British Airways retires 747 fleet
Many flights have been grounded due to the pandemic (Steve Parsons/PA)

UK tourism businesses welcome around 25 million visits each year from the EU, with visitors spending £10.7 billion, according to figures from VisitBritain.

Patricia Yates, the organisation’s director, said: “The announcement of a trade deal between the EU and the UK is a welcome boost for tourism, reassuring visitors on the practicalities of travel so they can plan their trips with confidence and providing long-awaited certainty and clarity for businesses to be able to drive bookings.

“With short-haul European markets forecast to recover quicker than long-haul, it also sends a timely message of reassurance at a critical time for the industry as we work to stimulate demand and bookings to drive the return of international tourism spend.”

The news of the trade deal on Christmas Eve was also welcomed by travel trade organisation Abta.

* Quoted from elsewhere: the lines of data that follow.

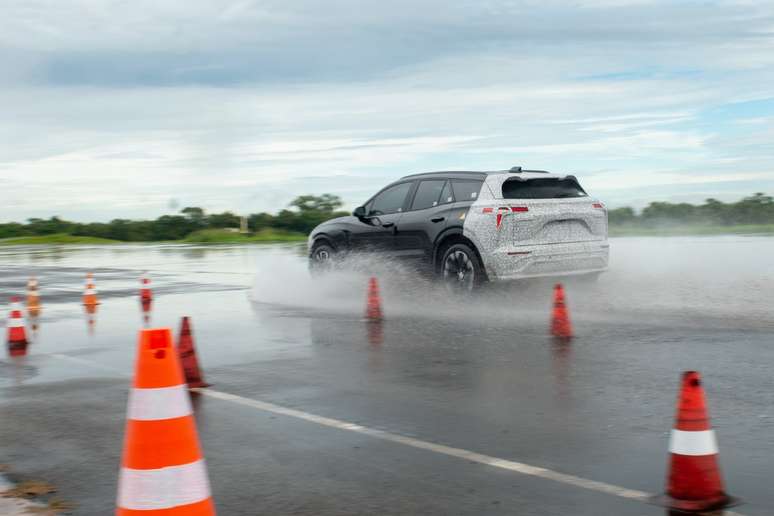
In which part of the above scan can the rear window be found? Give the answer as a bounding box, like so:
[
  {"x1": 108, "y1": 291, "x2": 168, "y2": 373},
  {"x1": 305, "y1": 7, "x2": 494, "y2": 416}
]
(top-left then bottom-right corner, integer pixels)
[
  {"x1": 503, "y1": 177, "x2": 587, "y2": 199},
  {"x1": 452, "y1": 179, "x2": 484, "y2": 202}
]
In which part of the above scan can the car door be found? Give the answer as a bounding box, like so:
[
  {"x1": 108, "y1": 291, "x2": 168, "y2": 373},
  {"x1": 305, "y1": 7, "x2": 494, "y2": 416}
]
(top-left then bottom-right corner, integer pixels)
[
  {"x1": 349, "y1": 181, "x2": 414, "y2": 255},
  {"x1": 395, "y1": 178, "x2": 454, "y2": 263}
]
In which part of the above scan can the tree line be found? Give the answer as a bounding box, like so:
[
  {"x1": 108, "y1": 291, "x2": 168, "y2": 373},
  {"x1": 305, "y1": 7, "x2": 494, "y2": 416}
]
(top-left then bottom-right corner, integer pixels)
[
  {"x1": 0, "y1": 193, "x2": 774, "y2": 242},
  {"x1": 608, "y1": 192, "x2": 774, "y2": 227},
  {"x1": 0, "y1": 194, "x2": 348, "y2": 242}
]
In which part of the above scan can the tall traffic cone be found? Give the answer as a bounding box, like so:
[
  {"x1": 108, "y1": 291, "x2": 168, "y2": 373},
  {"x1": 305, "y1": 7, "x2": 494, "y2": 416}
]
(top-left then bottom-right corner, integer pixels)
[
  {"x1": 8, "y1": 297, "x2": 29, "y2": 357},
  {"x1": 177, "y1": 317, "x2": 210, "y2": 387},
  {"x1": 140, "y1": 274, "x2": 153, "y2": 303},
  {"x1": 366, "y1": 276, "x2": 382, "y2": 321},
  {"x1": 116, "y1": 328, "x2": 215, "y2": 516},
  {"x1": 551, "y1": 283, "x2": 573, "y2": 339},
  {"x1": 83, "y1": 273, "x2": 99, "y2": 306},
  {"x1": 27, "y1": 276, "x2": 40, "y2": 317},
  {"x1": 652, "y1": 371, "x2": 739, "y2": 512}
]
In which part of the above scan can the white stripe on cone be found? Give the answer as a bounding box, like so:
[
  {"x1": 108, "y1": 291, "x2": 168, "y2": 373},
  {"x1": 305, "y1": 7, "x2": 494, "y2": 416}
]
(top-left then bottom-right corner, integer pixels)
[
  {"x1": 126, "y1": 384, "x2": 193, "y2": 421},
  {"x1": 669, "y1": 429, "x2": 718, "y2": 455},
  {"x1": 118, "y1": 459, "x2": 210, "y2": 511}
]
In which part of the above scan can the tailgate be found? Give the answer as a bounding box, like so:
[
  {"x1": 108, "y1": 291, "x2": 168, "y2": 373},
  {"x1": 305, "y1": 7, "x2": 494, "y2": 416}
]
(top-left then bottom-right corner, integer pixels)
[{"x1": 505, "y1": 197, "x2": 607, "y2": 245}]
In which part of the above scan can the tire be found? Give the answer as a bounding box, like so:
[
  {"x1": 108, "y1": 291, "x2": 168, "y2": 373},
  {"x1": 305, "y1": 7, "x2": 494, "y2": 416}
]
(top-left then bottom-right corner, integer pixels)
[
  {"x1": 309, "y1": 241, "x2": 336, "y2": 274},
  {"x1": 438, "y1": 243, "x2": 485, "y2": 294}
]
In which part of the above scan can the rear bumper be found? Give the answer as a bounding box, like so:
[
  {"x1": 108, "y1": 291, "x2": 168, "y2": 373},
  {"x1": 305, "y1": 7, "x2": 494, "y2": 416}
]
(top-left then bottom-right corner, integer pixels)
[{"x1": 482, "y1": 240, "x2": 610, "y2": 281}]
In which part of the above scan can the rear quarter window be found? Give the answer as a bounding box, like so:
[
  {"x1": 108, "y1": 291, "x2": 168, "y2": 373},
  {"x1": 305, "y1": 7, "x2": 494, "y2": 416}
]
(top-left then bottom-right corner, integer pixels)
[
  {"x1": 452, "y1": 179, "x2": 484, "y2": 202},
  {"x1": 502, "y1": 177, "x2": 588, "y2": 199}
]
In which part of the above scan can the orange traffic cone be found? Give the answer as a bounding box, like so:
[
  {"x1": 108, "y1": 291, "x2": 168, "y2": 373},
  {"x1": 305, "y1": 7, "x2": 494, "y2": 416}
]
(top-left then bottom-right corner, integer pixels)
[
  {"x1": 8, "y1": 297, "x2": 29, "y2": 357},
  {"x1": 177, "y1": 317, "x2": 210, "y2": 387},
  {"x1": 551, "y1": 283, "x2": 573, "y2": 339},
  {"x1": 140, "y1": 274, "x2": 153, "y2": 303},
  {"x1": 366, "y1": 276, "x2": 382, "y2": 321},
  {"x1": 83, "y1": 273, "x2": 99, "y2": 306},
  {"x1": 652, "y1": 371, "x2": 739, "y2": 512},
  {"x1": 116, "y1": 328, "x2": 215, "y2": 516},
  {"x1": 84, "y1": 305, "x2": 97, "y2": 335},
  {"x1": 27, "y1": 276, "x2": 40, "y2": 317}
]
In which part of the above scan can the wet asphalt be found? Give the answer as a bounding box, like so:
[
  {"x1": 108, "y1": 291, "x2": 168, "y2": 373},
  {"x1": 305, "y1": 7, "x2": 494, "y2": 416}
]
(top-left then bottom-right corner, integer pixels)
[{"x1": 0, "y1": 237, "x2": 774, "y2": 516}]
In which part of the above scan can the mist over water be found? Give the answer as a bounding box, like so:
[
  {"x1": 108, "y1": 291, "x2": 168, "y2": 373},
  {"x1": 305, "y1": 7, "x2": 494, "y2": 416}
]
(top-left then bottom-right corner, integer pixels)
[{"x1": 250, "y1": 236, "x2": 774, "y2": 328}]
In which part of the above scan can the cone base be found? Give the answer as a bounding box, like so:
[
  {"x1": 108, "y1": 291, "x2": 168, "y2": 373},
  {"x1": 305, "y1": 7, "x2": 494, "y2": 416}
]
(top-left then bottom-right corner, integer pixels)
[
  {"x1": 187, "y1": 381, "x2": 212, "y2": 389},
  {"x1": 648, "y1": 494, "x2": 742, "y2": 514}
]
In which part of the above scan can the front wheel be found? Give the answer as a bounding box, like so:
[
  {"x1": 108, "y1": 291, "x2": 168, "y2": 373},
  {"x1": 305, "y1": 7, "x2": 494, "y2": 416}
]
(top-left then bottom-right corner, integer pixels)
[
  {"x1": 440, "y1": 244, "x2": 484, "y2": 293},
  {"x1": 309, "y1": 242, "x2": 336, "y2": 274}
]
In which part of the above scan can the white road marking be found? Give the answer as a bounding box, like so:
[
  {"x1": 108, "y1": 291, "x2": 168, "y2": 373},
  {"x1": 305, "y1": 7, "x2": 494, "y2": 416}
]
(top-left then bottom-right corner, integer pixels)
[
  {"x1": 47, "y1": 353, "x2": 129, "y2": 377},
  {"x1": 41, "y1": 353, "x2": 744, "y2": 516},
  {"x1": 197, "y1": 388, "x2": 712, "y2": 508}
]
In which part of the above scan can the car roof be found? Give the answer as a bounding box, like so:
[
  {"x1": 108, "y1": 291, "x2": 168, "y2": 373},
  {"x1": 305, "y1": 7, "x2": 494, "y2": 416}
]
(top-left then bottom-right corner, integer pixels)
[{"x1": 401, "y1": 167, "x2": 557, "y2": 180}]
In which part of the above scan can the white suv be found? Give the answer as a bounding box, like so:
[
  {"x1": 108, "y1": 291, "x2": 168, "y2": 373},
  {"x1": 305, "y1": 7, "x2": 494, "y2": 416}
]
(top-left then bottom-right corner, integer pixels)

A spokesperson for the organisation said: “It is vital that we avoid additional uncertainty for the travel industry at a time when businesses are struggling with the impact of Covid-19.

“While there will still be changes, and businesses need to prepare for those, securing a deal will ensure that vital transport links are maintained, and provide at least some basis for the continued entry of tourism workers from the UK into the EU.

“Abta will now be looking closely at the details to understand fully what this means for travel businesses and travellers.”